Not Every Qualified Investor Can Be An Angel
By Eric Dobson
It is a romantic idea to want to be an angel…to be a patron of the startup, or as one of our members phrases it, “worshiping at the altar of capitalism.” Every day I hear about how much fun most people believe my job is because of the ability to work with passionate entrepreneurs to turn dreams into reality. And, you know what? It is fun! Most successful people I know say they want to become angel investors. But, not every qualified investor can or should be an Angel. And, I am tired of UNMAKING Angels!
It is no secret that Angel Investors, as an industry, enjoy better than market returns. According to the Kauffman Foundation, the industry average is 2.6x on your money in 3.4 years (individual results will vary widely…and we are about to talk about why!). Out of the 5 – 8 million qualified investors (according to the SEC regulations of $1M in net worth excluding your primary residence or $200,000 in annual income), only approximately 320,000 individuals choose to do so (Angel Capital Association, 2016). That is a NOT a happy number! It amounts to between 4 and 6 % of those qualified, which is well below the “tipping point.” If the returns are so great, why aren’t the rest of the qualified individuals investing in the angel capital industry?
The answer is two-fold. First, angel investing is not easy. It takes work. It takes time. And, it takes dedication, participation, and collaboration. Second, it takes intestinal fortitude to weather the inevitable losses that come, typically, before the wins. Industry numbers on the process are intimidating. As an industry, Angels return capital from 6 out of 10 investments with one to two exiting companies paying for all the loses plus a healthy profit. In this model, 4 – 5 will be a total loss, 3 – 4 will be a modest return or loss, and the last 1 – 2 will be the ones that pay for the entire portfolio. Venture capital numbers are, not surprisingly, very similar. It is daunting to watch a great idea in the hands of a passionate entrepreneur crash and burn….and not just one, three to four of them! And, almost inevitably, the ones that return capital are the last to exit. As they say in the industry, the lemons ripen in two years, but the plums ripen in 4 – 7. So, it is not just one leap of faith. It is a series of leaps of faith in the face of statistically backed failure!
For this reason, the industry recommendation is to make 20 investments over 3 – 5 years to give the best odds of returning 2 – 3 times your capital (Rose, 2014). That sounds simple, but it is deceptively hard. We all want to believe we are smart enough to pick the winners, but that is hubris talking, not financial savvy. So, the first few loses are hard to swallow no matter how sophisticated an investor you are. And, there will always be one that will surprise you that you thought was as sure a bet as can be made.
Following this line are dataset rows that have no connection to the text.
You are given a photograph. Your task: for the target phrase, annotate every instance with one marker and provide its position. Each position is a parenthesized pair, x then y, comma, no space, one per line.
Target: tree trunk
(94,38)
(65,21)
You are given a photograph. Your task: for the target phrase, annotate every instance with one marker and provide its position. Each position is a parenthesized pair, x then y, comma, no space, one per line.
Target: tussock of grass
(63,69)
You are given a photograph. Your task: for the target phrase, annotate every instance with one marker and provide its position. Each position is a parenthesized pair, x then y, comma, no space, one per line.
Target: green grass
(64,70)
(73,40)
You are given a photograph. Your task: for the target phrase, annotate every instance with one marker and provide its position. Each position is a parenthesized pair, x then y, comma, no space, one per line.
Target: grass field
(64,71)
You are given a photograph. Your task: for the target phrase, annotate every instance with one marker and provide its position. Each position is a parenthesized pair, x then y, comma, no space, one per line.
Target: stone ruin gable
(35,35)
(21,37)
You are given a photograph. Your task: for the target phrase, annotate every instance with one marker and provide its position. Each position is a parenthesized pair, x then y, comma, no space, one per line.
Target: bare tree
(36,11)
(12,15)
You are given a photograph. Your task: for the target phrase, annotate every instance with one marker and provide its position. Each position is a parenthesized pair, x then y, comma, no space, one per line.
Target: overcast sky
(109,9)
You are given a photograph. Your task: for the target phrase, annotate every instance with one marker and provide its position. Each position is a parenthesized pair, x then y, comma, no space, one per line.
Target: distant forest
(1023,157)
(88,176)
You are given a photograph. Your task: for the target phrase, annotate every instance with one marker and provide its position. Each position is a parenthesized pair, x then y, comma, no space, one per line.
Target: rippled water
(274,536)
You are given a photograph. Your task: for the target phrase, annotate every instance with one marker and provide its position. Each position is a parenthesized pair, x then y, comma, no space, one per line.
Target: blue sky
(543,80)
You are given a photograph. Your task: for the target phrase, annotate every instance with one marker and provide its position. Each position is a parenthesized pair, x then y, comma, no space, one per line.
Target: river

Luckily, that works both ways and one will almost certainly surprise you that you thought was a “walking-dead.”
Despite these recommendations, many new Angels want to stick a toe in the water to test it. I do not recommend this. Because, I believe this is the root of UNMAKING Angels. And, we are really good at it as an industry. The fastest way to lose at angel investing is to make two – three investments and then sit on the sidelines “to see how they perform.” Yet, this is exactly what many first-time angel do. They come in with the best of intentions, make two to three investments, and then decide to see how these first few work before proceeding. They have almost certainly nailed one foot to the track at the beginning of the marathon, and they don’t even know it. The likelihood of one of these three being the big home run is one in 10 if you believe the industry numbers, which are also subject to regional variation. And, they will have to wait up to seven years to find out if they hit the lottery or bought a losing ticket. Because they are not investing, they stop participating, lose interest, and slowly drift away. Finally, without meaningful exits quickly, they throw their hands up in the air and proclaim that angel investing is a bust. Thus, another Angel is UNMADE. It is a very, very common process. No matter how many times you tell someone not to fall into this trap, they do. I can’t describe how tired I am of UNMAKING Angels.